An das Wort Schlaf wollte der Aurelier nun überhaupt nicht mehr denken, nach diesem Zwischenfall und einer Begnung der irgendwievielten Art. Im Gegenteil, sich nun erneut auf die Pritsche hinzulegen und damit unter Umständen wehrloser zu sein als wachsam im Stehen, löste in Avianus ein leichtes Anzeichen von Todesangst aus. Während sich Avianus mit runden Kopfbewegungen das Genick wieder zurechtrenkte, lief er schweigend zu der Öllampe, welche über Nacht ihr Dasein auf dem Schreibtisch fristete. Das Herzklopfen stellte sich wieder ein und Ruhe kehrte in ihn zurück, als Avianus die Flamme in der Lampe entzündete und das beruhigende Flackern des Flämmchens im Dunkel beobachtete, welche einen milden Lichtschein in das Cubiculum warf.
Aviauns setzte sich auf seinen Schreibtisch und überlegte scharf. Was er nie, sondern nur jetzt tat war es, die Augen fest zu schließen und sich in Gedanken mit dem Zeigefinger auf seiner Schläfe umherzukreisen. Sollte er nun herausgehen, der Begebenheit auf die Schliche kommen? Oder sich in seinem Zimmer verbarrikadieren, wo er am Ende wohl wieder nicht sicher sein konnte? Nun, es war aus seiner Sicht das Gleiche, egal ob er nun in der Villa umherstreifte oder in seinem Zimmer verblieb. Er fasste also den Entschluss, eine Erkundungstour zu machen, hoffte innerlich jedoch trotzdem, auf einmal aus einem bösen Traum zu erwachen.
Mit der Öllampe, welche ein nahezu schützendes Licht abgab, schlurfte Avianus zu seiner Türe, welcher nun durch gruselige Umstände geweckt wurde. Am aller-, allerliebsten hätte er sich nun auf die Pritsche geschwungen und hätte friedlich bis zum Morgengrauen geschlafen. Was jetzt eine denkbar schlechte Idee war.
Mit leisen Sohlen öffnete der junge Aurelier die Tür und biss sich fest die Zähne zusammen, als diese ein leichtes Quietschen abgab. Hatten eigentlich die Anderen solche Ereignisse oder war Avianus der einzige Wahnsinnige in der Villa? War er hier etwa alleine auf Geisterjagd, eine unbekannte Gefahr, gegen die er sich vielleicht nicht mehr wehren konnte?
Diese und ähnliche Fragen stellte er sich, als er langsam die Tür hinter sich schloss. Anschließend striff Avianus durch die nächtlichen Gänge.

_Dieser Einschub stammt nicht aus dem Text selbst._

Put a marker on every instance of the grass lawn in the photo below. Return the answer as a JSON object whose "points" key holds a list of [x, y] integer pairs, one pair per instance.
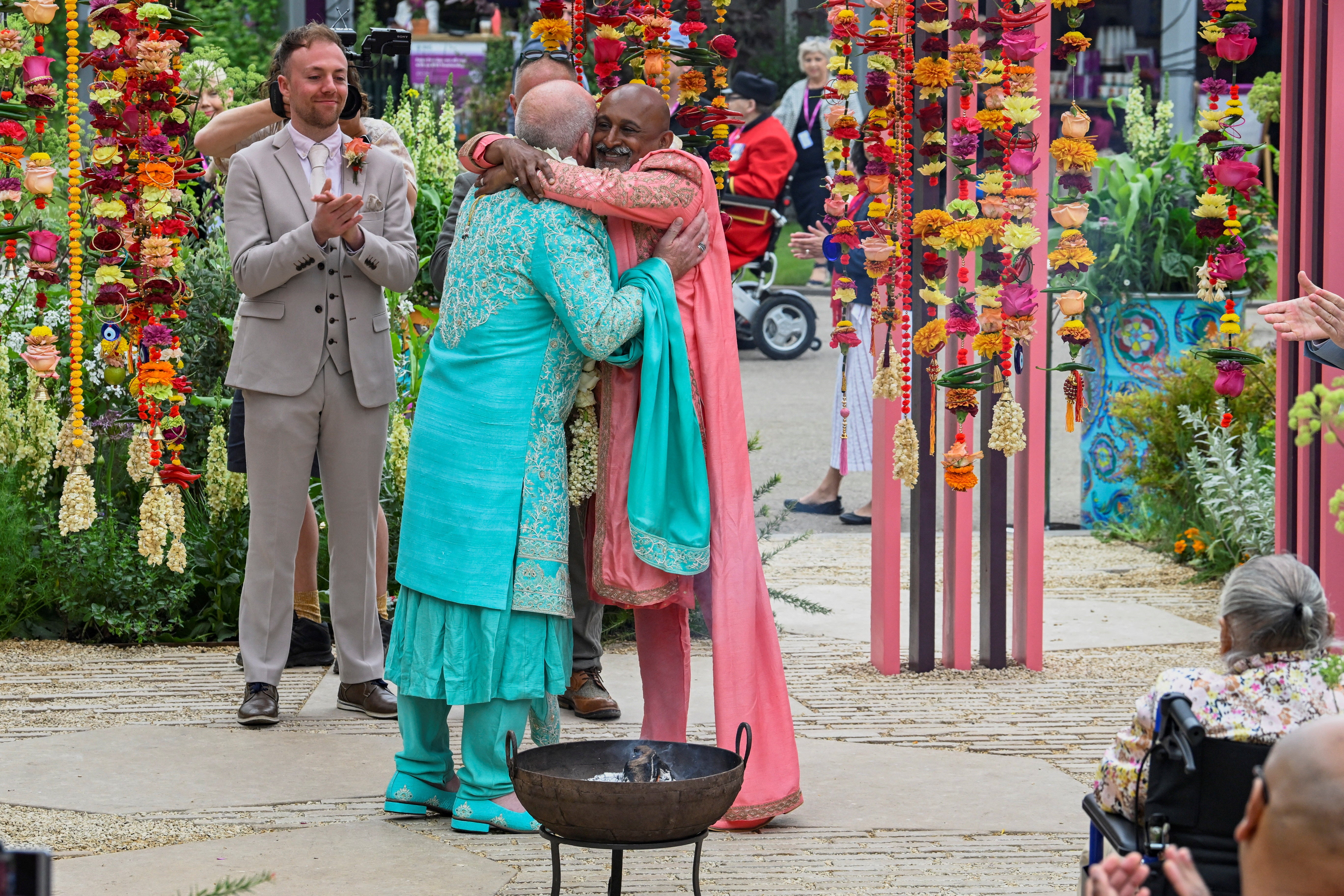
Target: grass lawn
{"points": [[794, 272]]}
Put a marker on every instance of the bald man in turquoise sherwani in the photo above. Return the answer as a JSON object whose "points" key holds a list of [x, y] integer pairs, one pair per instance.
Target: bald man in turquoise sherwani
{"points": [[484, 612]]}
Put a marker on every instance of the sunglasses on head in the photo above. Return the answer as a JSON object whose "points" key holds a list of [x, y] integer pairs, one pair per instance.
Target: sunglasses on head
{"points": [[533, 56]]}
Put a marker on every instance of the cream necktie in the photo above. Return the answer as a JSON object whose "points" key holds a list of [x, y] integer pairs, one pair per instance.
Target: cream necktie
{"points": [[318, 162]]}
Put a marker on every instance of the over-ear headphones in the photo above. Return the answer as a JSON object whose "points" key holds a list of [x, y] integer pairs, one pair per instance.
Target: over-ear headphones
{"points": [[354, 103], [277, 101]]}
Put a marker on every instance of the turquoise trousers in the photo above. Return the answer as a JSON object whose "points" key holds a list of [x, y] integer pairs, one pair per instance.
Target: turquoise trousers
{"points": [[426, 753]]}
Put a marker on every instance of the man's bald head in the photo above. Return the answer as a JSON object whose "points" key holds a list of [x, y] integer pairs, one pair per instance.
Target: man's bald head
{"points": [[557, 115], [535, 73], [632, 123], [1292, 840]]}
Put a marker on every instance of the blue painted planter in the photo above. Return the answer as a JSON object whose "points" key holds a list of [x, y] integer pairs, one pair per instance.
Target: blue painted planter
{"points": [[1134, 340]]}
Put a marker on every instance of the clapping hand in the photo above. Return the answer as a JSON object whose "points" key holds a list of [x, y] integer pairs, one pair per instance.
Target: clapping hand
{"points": [[807, 244], [338, 217]]}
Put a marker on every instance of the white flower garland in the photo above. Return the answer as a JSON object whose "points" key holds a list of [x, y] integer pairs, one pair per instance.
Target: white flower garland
{"points": [[1006, 430]]}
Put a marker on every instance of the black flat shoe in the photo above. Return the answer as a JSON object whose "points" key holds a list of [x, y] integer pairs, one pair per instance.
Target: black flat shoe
{"points": [[830, 508]]}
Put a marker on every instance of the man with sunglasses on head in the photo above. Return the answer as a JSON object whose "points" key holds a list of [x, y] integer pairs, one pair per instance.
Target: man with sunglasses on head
{"points": [[587, 695], [642, 185]]}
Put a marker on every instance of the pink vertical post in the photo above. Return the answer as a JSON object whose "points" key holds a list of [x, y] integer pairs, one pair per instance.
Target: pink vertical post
{"points": [[958, 533], [885, 651], [1029, 534], [1331, 567]]}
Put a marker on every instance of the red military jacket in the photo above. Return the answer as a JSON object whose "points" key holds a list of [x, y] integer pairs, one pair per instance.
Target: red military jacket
{"points": [[763, 158]]}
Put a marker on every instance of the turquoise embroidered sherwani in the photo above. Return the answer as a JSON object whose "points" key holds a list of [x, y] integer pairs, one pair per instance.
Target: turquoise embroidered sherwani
{"points": [[483, 614]]}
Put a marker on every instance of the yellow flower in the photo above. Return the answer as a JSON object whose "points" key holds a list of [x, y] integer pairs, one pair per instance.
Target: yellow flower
{"points": [[1211, 206], [933, 72], [931, 221], [1074, 154], [1021, 236], [1022, 111]]}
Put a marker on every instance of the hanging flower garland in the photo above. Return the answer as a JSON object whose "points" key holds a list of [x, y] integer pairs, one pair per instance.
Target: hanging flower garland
{"points": [[1230, 177], [1072, 257], [138, 168]]}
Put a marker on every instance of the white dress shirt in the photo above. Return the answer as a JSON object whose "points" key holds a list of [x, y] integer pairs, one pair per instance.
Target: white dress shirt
{"points": [[334, 160]]}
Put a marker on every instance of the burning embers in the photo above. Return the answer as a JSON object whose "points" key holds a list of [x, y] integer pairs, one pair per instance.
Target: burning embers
{"points": [[646, 766]]}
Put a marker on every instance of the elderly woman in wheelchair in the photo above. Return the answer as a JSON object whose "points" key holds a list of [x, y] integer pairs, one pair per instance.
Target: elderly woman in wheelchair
{"points": [[1183, 770]]}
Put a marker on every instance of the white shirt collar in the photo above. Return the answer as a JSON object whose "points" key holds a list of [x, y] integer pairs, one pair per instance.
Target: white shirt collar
{"points": [[303, 144]]}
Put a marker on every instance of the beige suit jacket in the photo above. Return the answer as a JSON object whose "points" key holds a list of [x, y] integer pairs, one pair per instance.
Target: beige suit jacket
{"points": [[289, 281]]}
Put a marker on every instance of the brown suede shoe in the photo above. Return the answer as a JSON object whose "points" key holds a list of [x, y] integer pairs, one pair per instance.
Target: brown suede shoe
{"points": [[588, 696], [371, 698], [261, 704]]}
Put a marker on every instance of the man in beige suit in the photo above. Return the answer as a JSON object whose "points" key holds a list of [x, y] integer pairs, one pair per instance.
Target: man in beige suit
{"points": [[314, 242]]}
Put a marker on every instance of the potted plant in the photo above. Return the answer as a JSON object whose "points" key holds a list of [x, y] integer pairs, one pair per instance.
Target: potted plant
{"points": [[1146, 314]]}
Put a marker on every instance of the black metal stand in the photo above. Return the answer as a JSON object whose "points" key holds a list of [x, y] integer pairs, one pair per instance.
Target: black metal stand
{"points": [[613, 886]]}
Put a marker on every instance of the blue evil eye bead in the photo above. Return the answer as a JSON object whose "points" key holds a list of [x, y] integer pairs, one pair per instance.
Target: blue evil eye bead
{"points": [[831, 249]]}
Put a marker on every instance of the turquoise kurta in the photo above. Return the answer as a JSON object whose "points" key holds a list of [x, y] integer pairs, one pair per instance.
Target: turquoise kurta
{"points": [[530, 291]]}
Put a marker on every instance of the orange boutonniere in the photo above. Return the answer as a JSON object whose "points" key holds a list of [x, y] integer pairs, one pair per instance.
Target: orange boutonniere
{"points": [[355, 155], [158, 174]]}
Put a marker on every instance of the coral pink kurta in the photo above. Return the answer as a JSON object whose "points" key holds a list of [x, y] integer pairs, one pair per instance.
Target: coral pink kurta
{"points": [[749, 682]]}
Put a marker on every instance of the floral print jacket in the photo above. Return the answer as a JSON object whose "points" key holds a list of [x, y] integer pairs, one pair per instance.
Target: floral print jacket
{"points": [[1259, 701]]}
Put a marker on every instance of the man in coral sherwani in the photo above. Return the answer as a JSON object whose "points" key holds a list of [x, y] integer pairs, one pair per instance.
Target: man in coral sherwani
{"points": [[642, 186]]}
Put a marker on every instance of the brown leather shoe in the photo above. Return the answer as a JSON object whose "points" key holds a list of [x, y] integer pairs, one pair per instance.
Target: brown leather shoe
{"points": [[371, 698], [588, 696], [261, 704]]}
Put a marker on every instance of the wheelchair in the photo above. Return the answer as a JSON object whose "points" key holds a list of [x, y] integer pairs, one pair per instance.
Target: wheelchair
{"points": [[779, 322], [1197, 794]]}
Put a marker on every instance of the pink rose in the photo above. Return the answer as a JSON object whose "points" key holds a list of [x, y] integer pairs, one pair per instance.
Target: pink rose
{"points": [[1238, 175], [1022, 163], [43, 246], [1232, 379], [725, 45], [1022, 46], [1018, 300], [1236, 48], [37, 70], [1229, 266]]}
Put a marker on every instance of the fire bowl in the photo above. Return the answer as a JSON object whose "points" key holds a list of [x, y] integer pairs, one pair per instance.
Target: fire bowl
{"points": [[553, 785]]}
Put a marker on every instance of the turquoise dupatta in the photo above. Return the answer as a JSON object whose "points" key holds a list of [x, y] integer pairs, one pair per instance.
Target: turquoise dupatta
{"points": [[669, 500]]}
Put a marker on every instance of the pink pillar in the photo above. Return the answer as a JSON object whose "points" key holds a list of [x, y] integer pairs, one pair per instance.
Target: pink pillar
{"points": [[958, 533], [885, 651], [1029, 547]]}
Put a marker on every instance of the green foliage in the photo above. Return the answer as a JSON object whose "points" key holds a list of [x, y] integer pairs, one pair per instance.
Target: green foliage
{"points": [[1264, 99], [1143, 232], [1234, 485], [247, 31], [1168, 495]]}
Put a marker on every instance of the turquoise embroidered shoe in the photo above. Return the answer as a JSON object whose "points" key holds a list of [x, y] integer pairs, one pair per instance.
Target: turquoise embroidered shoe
{"points": [[480, 816], [411, 796]]}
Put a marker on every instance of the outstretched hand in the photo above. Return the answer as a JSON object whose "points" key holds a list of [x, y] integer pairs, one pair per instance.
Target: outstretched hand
{"points": [[685, 248], [1296, 319]]}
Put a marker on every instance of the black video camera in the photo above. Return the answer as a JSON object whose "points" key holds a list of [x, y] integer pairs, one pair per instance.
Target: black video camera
{"points": [[25, 872], [389, 42]]}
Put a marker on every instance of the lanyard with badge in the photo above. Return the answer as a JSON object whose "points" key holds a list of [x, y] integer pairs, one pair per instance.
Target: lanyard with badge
{"points": [[810, 119]]}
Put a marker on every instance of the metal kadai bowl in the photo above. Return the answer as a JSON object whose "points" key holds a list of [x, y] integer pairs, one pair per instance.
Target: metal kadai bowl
{"points": [[553, 785]]}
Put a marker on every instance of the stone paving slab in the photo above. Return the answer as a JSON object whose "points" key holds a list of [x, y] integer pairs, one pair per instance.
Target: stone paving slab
{"points": [[138, 769], [361, 859], [1069, 624]]}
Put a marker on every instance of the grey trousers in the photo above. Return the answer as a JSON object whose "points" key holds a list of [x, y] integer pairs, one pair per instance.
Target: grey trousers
{"points": [[350, 440], [588, 613]]}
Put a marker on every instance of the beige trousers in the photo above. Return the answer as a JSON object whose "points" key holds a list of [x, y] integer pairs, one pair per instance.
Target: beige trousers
{"points": [[350, 440]]}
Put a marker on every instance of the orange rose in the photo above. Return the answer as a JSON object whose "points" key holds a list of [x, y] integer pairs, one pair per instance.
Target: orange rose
{"points": [[158, 174]]}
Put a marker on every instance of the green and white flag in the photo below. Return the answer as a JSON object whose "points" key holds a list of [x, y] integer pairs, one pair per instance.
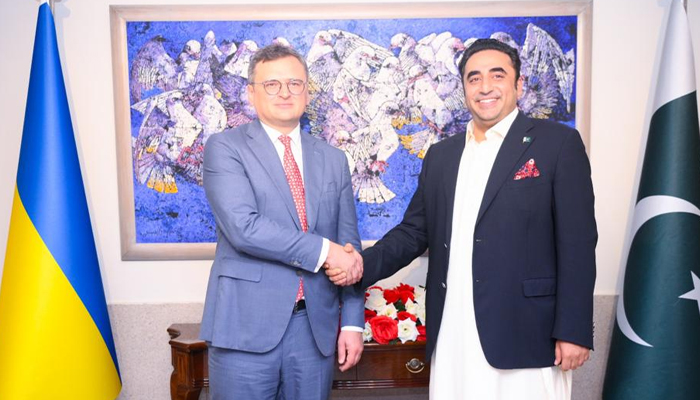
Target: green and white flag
{"points": [[655, 349]]}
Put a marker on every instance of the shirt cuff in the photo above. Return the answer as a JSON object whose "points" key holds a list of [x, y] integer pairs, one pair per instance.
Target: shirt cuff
{"points": [[324, 254], [352, 328]]}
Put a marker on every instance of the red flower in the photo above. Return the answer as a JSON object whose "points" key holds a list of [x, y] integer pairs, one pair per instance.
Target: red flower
{"points": [[405, 292], [401, 315], [391, 296], [421, 333], [369, 314], [384, 329]]}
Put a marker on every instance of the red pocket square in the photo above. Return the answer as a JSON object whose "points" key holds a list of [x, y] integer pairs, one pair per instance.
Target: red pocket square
{"points": [[528, 170]]}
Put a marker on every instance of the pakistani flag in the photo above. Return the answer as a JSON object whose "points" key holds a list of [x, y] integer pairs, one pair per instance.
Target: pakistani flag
{"points": [[655, 349]]}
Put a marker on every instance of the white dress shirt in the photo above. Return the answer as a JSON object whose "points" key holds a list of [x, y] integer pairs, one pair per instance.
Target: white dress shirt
{"points": [[295, 135], [459, 369]]}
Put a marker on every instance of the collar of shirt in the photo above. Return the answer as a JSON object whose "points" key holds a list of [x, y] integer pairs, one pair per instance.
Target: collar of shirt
{"points": [[500, 130]]}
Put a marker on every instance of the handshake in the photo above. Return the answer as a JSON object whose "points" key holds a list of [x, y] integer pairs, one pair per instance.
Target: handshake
{"points": [[343, 265]]}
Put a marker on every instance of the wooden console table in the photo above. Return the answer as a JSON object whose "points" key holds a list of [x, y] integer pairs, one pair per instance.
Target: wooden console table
{"points": [[381, 366]]}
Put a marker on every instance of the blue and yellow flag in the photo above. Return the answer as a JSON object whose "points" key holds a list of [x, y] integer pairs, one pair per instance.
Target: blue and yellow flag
{"points": [[55, 337]]}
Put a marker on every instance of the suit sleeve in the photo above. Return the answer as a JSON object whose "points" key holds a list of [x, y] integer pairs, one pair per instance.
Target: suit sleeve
{"points": [[576, 237], [405, 242], [232, 200], [352, 297]]}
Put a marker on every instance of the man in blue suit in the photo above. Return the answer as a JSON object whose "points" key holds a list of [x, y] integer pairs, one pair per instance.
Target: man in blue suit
{"points": [[282, 201], [506, 211]]}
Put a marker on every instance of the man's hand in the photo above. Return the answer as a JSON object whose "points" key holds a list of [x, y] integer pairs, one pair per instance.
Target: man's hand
{"points": [[570, 356], [350, 348], [343, 265]]}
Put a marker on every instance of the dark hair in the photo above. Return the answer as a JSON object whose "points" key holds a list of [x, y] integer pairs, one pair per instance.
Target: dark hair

Mittlerweile war es spät in der Nacht und die Fackeln in den Gängen waren erloschen, spendeten kein Licht des Wohlgefühls und der Sicherheit mehr. Immer wieder stießen kalte, sanfte Winde in Avianus´ Gesicht, als er in langsamen Schritten die sonst so vertrauten, doch auf einmal bedrohlichen und fremdartigen Gänge erkundete. Seine Schritten waren hörbar...
*Tock... tock... tock...*
...und Avianus konnte sich in all dieser Ruhe selbst atmen hören. Sein Herz fing nur in dem einen Moment wieder zu rasen an, als sich die Anzahl der Schritte verdoppelte, ohne dass er schneller lief.
*TockTock... TockTock... TockTock...*
Erfüllt von Schrecken, welcher sich in seinem Herzen schmiegte, wandte sich der Aurelier schlagartig um und blieb stehen. Seine Schritten waren nun nicht mehr hörbar. Dafür jedoch andere.
*Tock... Tock... Tock...*
Ein besonders kalter, noch stärkerer Windhauch folgte auf die Schritte und ließ Avianus das Blut in den Adern gefrieren. Das Licht aus der Öllampe erlosch nun und offenbarte dem jungen, verängstigten Aurelier nicht mehr, was ihn umgab. Ein nur allzu geplantes Stöhnen durchdrang den stockfinsteren Gang, in welchem sich Avianus in diesem ungünstigen Moment tummelte. Wäre er doch lieber schlafen gegangen!
"Was willst du von mir, wer bist du?!".